Check here and oh post more...

https://www.plumbingzone.com/f7/adventures-soap-opera-80969/index32/#post1188472


----------



## Plumbergeek (Aug 16, 2010)

Update: New Pics


















I have never seen anything like this? In first pic where I removed the stem? it looks like some sort of diaphram inside but I could not find a way to get to it?


----------



## chonkie (Jul 31, 2014)

Might be this. I tried posting a pic of the cartridge, but PZ isn't cooperating, i saw on the site that had the identical spline thing near the splines the handle attaches to. I think you didn't take out the whole thing, but not 100% sure. That Chicago Faucet site should be able to help you out if you contact them.

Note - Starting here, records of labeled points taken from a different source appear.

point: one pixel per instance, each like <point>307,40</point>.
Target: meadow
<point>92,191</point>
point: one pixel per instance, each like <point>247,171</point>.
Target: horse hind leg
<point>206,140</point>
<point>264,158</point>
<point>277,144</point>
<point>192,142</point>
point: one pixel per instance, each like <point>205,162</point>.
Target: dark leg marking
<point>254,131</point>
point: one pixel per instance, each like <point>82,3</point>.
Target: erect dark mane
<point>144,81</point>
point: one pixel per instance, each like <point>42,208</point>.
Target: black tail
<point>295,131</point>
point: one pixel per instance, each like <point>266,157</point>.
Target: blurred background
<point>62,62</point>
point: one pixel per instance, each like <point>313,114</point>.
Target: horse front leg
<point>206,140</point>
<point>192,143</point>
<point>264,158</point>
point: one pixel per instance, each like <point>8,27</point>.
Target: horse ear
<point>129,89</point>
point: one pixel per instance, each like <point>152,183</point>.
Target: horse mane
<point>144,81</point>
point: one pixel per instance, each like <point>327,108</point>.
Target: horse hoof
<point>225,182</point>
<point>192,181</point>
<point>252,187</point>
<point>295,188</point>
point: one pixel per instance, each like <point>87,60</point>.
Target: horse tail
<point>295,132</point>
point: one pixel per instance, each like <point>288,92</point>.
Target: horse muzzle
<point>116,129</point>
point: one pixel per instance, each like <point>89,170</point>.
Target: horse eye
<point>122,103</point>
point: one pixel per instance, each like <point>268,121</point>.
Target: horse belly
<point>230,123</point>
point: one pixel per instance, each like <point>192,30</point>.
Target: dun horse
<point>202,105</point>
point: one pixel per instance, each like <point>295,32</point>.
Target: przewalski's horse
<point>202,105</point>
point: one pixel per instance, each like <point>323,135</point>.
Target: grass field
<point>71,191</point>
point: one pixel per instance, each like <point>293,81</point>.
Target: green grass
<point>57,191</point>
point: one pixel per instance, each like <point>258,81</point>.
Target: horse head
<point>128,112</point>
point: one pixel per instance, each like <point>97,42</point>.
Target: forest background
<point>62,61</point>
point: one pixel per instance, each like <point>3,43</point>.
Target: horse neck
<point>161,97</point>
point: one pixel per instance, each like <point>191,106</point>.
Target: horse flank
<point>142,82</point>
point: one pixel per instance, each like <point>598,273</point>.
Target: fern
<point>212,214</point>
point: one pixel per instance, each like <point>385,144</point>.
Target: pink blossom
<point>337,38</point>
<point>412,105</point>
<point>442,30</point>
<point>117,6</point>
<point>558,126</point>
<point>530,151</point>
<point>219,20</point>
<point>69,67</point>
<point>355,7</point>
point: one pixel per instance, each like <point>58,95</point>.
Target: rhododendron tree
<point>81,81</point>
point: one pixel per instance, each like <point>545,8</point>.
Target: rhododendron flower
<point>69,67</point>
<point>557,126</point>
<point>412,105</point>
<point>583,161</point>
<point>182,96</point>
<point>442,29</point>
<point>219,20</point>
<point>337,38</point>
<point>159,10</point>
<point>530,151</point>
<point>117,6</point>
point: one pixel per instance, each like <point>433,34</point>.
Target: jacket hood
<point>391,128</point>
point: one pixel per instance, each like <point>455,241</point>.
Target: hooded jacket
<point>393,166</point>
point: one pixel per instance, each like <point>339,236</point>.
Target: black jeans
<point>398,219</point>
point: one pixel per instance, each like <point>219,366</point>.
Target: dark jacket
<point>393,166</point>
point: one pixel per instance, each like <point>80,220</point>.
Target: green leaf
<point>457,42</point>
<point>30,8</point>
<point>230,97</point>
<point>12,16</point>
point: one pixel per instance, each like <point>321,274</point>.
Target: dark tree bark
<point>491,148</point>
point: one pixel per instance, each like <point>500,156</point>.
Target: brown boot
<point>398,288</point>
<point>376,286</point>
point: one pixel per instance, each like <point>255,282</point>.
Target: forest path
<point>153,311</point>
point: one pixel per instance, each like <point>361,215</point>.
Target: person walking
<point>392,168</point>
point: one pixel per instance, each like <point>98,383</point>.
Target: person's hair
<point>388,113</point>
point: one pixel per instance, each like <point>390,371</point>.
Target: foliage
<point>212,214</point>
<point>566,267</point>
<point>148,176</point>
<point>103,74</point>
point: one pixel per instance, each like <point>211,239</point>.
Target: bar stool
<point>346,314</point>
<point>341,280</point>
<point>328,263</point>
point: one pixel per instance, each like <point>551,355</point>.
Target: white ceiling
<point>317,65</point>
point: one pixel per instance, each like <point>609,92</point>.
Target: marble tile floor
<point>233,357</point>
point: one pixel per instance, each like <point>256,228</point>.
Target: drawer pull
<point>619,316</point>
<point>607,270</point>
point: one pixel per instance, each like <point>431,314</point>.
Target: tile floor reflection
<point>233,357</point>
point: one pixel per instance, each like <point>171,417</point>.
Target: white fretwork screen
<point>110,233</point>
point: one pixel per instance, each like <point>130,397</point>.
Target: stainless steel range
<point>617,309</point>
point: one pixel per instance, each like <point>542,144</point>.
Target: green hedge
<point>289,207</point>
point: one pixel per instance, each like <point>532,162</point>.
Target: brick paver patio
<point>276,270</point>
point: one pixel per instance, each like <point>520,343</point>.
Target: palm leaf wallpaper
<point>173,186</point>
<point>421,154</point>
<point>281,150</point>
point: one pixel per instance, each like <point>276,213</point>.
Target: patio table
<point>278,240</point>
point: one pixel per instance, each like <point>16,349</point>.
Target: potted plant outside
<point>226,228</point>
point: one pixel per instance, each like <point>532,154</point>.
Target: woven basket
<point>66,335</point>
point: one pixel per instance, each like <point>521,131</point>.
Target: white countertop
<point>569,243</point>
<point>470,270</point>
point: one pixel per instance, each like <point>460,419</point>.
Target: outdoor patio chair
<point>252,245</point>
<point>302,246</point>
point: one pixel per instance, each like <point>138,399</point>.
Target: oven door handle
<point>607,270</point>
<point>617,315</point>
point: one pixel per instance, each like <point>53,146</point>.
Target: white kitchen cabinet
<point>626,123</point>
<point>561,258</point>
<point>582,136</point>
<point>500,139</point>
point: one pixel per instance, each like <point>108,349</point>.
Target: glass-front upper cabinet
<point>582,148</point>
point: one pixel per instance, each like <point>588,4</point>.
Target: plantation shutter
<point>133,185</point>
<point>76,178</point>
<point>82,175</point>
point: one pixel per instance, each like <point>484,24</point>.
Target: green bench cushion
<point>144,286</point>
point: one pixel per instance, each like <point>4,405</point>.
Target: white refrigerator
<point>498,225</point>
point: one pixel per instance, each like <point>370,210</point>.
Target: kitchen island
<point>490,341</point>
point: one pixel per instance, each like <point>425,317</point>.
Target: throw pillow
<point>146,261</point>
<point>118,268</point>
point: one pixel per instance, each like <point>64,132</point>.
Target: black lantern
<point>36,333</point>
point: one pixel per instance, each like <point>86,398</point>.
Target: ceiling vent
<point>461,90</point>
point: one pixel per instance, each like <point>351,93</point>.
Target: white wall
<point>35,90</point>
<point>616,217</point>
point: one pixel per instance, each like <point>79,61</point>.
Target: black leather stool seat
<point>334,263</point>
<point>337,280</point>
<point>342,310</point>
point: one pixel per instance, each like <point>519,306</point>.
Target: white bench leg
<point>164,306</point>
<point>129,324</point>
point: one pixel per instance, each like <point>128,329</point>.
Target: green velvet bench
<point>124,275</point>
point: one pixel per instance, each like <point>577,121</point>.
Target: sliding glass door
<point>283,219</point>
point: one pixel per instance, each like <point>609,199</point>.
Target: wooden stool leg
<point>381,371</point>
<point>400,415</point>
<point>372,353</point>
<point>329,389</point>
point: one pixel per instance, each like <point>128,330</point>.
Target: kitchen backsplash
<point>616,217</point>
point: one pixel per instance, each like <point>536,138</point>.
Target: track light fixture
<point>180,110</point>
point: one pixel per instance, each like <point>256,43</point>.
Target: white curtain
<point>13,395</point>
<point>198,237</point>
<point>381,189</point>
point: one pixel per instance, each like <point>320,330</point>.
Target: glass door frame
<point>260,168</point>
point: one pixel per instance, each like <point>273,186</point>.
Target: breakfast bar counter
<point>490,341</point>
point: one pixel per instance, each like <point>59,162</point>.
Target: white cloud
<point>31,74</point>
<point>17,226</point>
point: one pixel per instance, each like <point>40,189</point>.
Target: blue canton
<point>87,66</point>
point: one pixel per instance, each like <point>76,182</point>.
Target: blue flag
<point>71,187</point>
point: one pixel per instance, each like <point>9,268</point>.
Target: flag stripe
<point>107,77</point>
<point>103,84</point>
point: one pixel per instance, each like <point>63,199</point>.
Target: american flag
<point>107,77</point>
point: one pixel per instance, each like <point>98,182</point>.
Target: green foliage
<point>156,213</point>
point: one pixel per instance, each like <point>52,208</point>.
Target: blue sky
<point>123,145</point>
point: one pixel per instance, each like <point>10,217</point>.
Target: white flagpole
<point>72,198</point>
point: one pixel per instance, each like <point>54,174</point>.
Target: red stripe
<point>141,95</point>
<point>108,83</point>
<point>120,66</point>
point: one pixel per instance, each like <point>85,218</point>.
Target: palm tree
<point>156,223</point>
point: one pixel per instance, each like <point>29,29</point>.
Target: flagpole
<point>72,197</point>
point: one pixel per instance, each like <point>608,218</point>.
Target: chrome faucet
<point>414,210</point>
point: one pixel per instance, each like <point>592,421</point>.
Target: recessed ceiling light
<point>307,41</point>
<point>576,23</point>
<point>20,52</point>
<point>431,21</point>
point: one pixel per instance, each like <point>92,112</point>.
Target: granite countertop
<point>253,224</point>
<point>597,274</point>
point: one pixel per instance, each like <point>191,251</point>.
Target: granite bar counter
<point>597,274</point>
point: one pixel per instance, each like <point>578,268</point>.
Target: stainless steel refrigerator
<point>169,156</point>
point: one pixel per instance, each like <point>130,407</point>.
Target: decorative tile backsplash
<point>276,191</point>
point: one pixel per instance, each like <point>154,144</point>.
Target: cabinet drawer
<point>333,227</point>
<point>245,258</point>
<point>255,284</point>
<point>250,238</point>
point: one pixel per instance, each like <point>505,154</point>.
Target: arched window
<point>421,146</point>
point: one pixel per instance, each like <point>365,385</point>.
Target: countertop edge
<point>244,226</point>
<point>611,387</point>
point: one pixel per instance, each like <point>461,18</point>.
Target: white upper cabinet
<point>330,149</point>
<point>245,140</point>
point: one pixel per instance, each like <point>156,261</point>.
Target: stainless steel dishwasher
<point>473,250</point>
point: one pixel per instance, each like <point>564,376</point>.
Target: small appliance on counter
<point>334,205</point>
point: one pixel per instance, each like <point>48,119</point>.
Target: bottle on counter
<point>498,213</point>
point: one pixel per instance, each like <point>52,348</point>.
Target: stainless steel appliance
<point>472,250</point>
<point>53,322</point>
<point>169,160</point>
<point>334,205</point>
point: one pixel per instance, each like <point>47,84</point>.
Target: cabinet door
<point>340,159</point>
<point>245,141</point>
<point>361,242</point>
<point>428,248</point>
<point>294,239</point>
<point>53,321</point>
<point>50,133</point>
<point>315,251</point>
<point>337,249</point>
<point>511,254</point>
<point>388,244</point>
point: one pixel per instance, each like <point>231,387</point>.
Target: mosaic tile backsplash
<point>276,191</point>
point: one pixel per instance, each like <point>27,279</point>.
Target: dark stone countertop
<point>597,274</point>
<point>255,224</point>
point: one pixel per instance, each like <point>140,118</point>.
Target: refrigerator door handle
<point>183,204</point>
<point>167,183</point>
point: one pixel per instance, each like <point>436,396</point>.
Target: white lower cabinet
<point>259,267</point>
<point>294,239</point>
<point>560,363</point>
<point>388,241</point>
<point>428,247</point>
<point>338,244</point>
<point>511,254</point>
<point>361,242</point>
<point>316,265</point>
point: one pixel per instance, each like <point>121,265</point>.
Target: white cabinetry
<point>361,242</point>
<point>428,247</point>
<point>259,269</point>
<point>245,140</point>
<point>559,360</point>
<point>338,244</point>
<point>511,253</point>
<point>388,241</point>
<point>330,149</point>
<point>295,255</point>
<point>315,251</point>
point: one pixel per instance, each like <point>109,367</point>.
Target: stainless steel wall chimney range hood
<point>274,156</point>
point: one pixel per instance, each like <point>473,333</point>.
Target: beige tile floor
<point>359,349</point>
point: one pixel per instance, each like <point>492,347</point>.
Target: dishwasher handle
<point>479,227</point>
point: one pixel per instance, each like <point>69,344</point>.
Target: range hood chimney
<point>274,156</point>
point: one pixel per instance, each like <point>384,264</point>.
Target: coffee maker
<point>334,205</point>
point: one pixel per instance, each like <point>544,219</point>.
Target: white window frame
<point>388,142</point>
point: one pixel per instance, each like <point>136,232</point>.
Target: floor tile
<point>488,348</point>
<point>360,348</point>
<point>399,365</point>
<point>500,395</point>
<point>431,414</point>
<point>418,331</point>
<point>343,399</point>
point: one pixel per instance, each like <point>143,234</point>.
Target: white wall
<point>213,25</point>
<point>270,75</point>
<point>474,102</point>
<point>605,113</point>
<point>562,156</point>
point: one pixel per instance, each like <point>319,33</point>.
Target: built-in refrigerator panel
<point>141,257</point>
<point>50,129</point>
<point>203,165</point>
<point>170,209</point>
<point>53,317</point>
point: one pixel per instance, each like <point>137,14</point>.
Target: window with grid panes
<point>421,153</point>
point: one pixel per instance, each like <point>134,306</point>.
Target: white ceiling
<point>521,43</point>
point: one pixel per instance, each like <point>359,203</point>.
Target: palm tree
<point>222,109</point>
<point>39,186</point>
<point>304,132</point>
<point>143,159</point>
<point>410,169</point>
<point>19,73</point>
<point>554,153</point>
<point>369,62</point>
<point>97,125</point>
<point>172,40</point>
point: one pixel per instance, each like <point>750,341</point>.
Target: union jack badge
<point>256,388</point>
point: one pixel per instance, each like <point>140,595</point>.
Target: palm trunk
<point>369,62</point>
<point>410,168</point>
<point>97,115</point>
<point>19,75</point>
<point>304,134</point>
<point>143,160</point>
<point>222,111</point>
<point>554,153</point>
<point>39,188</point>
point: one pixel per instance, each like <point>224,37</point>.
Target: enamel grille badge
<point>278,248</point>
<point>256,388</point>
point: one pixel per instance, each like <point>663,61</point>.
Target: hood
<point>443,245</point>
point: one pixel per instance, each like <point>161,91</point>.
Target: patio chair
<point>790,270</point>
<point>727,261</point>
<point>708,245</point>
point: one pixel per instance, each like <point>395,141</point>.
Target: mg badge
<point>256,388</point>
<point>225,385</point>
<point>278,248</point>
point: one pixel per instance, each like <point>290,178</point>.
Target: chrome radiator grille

https://www.chicagofaucetshoppe.com...mostatic-Rough-In-Valve-p/cif-289.715.999.htm


----------



## Plumbergeek (Aug 16, 2010)

chonkie said:


> Might be this. I tried posting a pic of the cartridge, but PZ isn't cooperating, i saw on the site that had the identical spline thing near the splines the handle attaches to. I think you didn't take out the whole thing, but not 100% sure. That Chicago Faucet site should be able to help you out if you contact them.
> 
> https://www.chicagofaucetshoppe.com...mostatic-Rough-In-Valve-p/cif-289.715.999.htm


That looks exactly like it! Thank You Chonkie! :smile:


----------



## MirMahmutovic# (Nov 4, 2018)

The Faucet Shoope in Chicago, has incredibly smart people who can identify any type of part on a shower valve, faucet and such. They have same day shipping if your out of state and prices are second to none, at least in Chicago.


----------



## breplum (Mar 21, 2009)

Backflow troubleshooting notes: Just last week had a tank WH with recirc going into the bottom of the WH with check valve installed where complaint was cold water coming out of hot valves all over the house. I checked the check valve which was ok.
The shower pressure balance valve was a Kohler K304 series.
FIX= replace the pressure balance spool: KOHLER GENUINE PART GP500520 CARTRIDGE FOR PRESSURE BALANCING UNIT (SHOWER)
Replacing cartridge solved it.


And prior week: Navien recirc system with complaint of no hot water at low floor kitchen when upstairs had shower running.
Had to be a check valve problem.
Navien has an onboard check valve that is a dream to service. Sure enough, when I pulled that check valve, it was sort of frozen into the closed position and when I used a tiny screwdriver, freed up the spring mechanism and it now works fine. Navien also sent a replacement for the future.


----------



## breplum (Mar 21, 2009)

Be careful in ordering, Cifial might also make a standard 1/2" version of that valve.


----------



## Plumbergeek (Aug 16, 2010)

breplum said:


> Backflow troubleshooting notes: Just last week had a tank WH with recirc going into the bottom of the WH with check valve installed where complaint was cold water coming out of hot valves all over the house. I checked the check valve which was ok.
> The shower pressure balance valve was a Kohler K304 series.
> FIX= replace the pressure balance spool: KOHLER GENUINE PART GP500520 CARTRIDGE FOR PRESSURE BALANCING UNIT (SHOWER)
> Replacing cartridge solved it.
> ...


I've had plenty of experience with Navien's cheap plastic check valve.:vs_mad:
I wish they could beef it up a little......


----------



## Plumbergeek (Aug 16, 2010)

I still haven't found the mixing valve in the US?


----------



## Random plumber (Dec 3, 2018)

I couldn't log into my regular account, I guess I haven't been on since the password issue hit a while ago so I just made another account so I could post this.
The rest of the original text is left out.